# bitermplus

**Repository Path**: ma-lechi/bitermplus

## Basic Information

- **Project Name**: bitermplus
- **Description**: No description available
- **Primary Language**: Unknown
- **License**: MIT
- **Default Branch**: main
- **Homepage**: None
- **GVP Project**: No

## Statistics

- **Stars**: 0
- **Forks**: 0
- **Created**: 2021-06-16
- **Last Updated**: 2021-06-16

## Categories & Tags

**Categories**: Uncategorized

**Tags**: None

## README

# Biterm Topic Model

[![CircleCI](https://circleci.com/gh/maximtrp/bitermplus.svg?style=shield)](https://circleci.com/gh/maximtrp/bitermplus)
[![Documentation Status](https://readthedocs.org/projects/bitermplus/badge/?version=latest)](https://bitermplus.readthedocs.io/en/latest/?badge=latest)
[![Codacy Badge](https://app.codacy.com/project/badge/Grade/192b6a75449040ff868932a15ca28ce9)](https://www.codacy.com/gh/maximtrp/bitermplus/dashboard?utm_source=github.com&amp;utm_medium=referral&amp;utm_content=maximtrp/bitermplus&amp;utm_campaign=Badge_Grade)
[![Downloads](https://pepy.tech/badge/bitermplus)](https://pepy.tech/project/bitermplus)
![PyPI](https://img.shields.io/pypi/v/bitermplus)

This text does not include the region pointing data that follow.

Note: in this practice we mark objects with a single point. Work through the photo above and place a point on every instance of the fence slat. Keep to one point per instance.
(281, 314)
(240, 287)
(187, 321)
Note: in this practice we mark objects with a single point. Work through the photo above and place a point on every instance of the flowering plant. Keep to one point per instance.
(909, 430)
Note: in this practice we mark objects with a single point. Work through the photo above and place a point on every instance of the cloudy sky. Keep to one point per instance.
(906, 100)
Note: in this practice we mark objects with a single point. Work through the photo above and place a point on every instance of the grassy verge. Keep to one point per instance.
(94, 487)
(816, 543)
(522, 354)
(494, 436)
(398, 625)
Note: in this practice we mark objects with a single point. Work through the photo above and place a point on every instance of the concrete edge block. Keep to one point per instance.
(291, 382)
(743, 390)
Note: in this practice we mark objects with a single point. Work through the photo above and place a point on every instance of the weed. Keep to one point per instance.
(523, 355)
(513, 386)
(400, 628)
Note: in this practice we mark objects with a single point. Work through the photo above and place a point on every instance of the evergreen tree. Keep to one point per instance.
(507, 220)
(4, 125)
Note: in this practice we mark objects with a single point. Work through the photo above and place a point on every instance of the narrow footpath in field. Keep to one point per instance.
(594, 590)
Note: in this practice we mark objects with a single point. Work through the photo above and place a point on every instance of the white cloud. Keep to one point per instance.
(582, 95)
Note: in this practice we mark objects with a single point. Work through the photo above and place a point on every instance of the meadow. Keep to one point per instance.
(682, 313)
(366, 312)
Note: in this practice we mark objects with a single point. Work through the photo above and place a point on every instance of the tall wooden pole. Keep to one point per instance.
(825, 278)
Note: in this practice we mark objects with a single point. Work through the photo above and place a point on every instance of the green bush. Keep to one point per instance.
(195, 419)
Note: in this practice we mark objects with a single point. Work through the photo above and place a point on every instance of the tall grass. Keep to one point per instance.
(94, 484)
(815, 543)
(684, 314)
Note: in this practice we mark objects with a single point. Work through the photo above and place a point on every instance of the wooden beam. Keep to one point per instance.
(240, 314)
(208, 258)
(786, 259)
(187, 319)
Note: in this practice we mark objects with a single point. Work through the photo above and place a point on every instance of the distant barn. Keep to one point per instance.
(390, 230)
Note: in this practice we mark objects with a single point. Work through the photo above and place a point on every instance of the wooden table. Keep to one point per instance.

*Bitermplus* implements [Biterm topic model](https://citeseerx.ist.psu.edu/viewdoc/download?doi=10.1.1.402.4032&rep=rep1&type=pdf) for short texts introduced by Xiaohui Yan, Jiafeng Guo, Yanyan Lan, and Xueqi Cheng. Actually, it is a cythonized version of [BTM](https://github.com/xiaohuiyan/BTM). This package is also capable of computing *perplexity* and *semantic coherence* metrics.

## Development

Please note that bitermplus is actively improved.
Refer to [documentation](https://bitermplus.readthedocs.io) to stay up to date.

## Requirements

* Cython
* NumPy
* Pandas
* SciPy
* Scikit-learn
* pyLDAvis (optional)

## Setup

### Linux and Windows

There should be no issues with installing *bitermplus* under these OSes. You can install the package directly from PyPi.

```bash
pip install bitermplus
```

Or from this repo:

```bash
pip install git+https://github.com/maximtrp/bitermplus.git
```

### Mac OS

First, you need to install XCode CLT and [Homebrew](https://brew.sh).
Then, install `libomp` using `brew`:

```bash
xcode-select --install
brew install libomp
pip3 install bitermplus
```

## Example

```python
import bitermplus as btm
import numpy as np
import pandas as pd
import pyLDAvis as plv

# IMPORTING DATA
df = pd.read_csv(
    'dataset/SearchSnippets.txt.gz', header=None, names=['texts'])
texts = df['texts'].str.strip().tolist()

# PREPROCESSING
# Obtaining terms frequency in a sparse matrix and corpus vocabulary
X, vocabulary, vocab_dict = btm.get_words_freqs(texts)
tf = np.array(X.sum(axis=0)).ravel()
# Vectorizing documents
docs_vec = btm.get_vectorized_docs(texts, vocabulary)
docs_lens = list(map(len, docs_vec))
# Generating biterms
biterms = btm.get_biterms(docs_vec)

# INITIALIZING AND RUNNING MODEL
model = btm.BTM(
    X, vocabulary, seed=12321, T=8, W=vocabulary.size, M=20, alpha=50/8, beta=0.01)
model.fit(biterms, iterations=20)
p_zd = model.transform(docs_vec)

# METRICS
perplexity = btm.perplexity(model.matrix_topics_words_, p_zd, X, 8)
coherence = btm.coherence(model.matrix_topics_words_, X, M=20)
# or
perplexity = model.perplexity_
coherence = model.coherence_

# RESULTS VISUALIZATION
# Turning on displaying in Jupyter notebook
plv.enable_notebook()
# Preparing our results for visualization
vis = btm.vis_prepare_model(
    model.matrix_topics_words_,
    p_zd,
    docs_lens,
    model.vocabulary_,
    tf
)
# Displaying the results
plv.display(vis)
```

## Tutorial

There is a [tutorial](https://bitermplus.readthedocs.io/en/latest/tutorial.html)
in documentation that covers the important steps of topic modeling (including
stability measures and results visualization).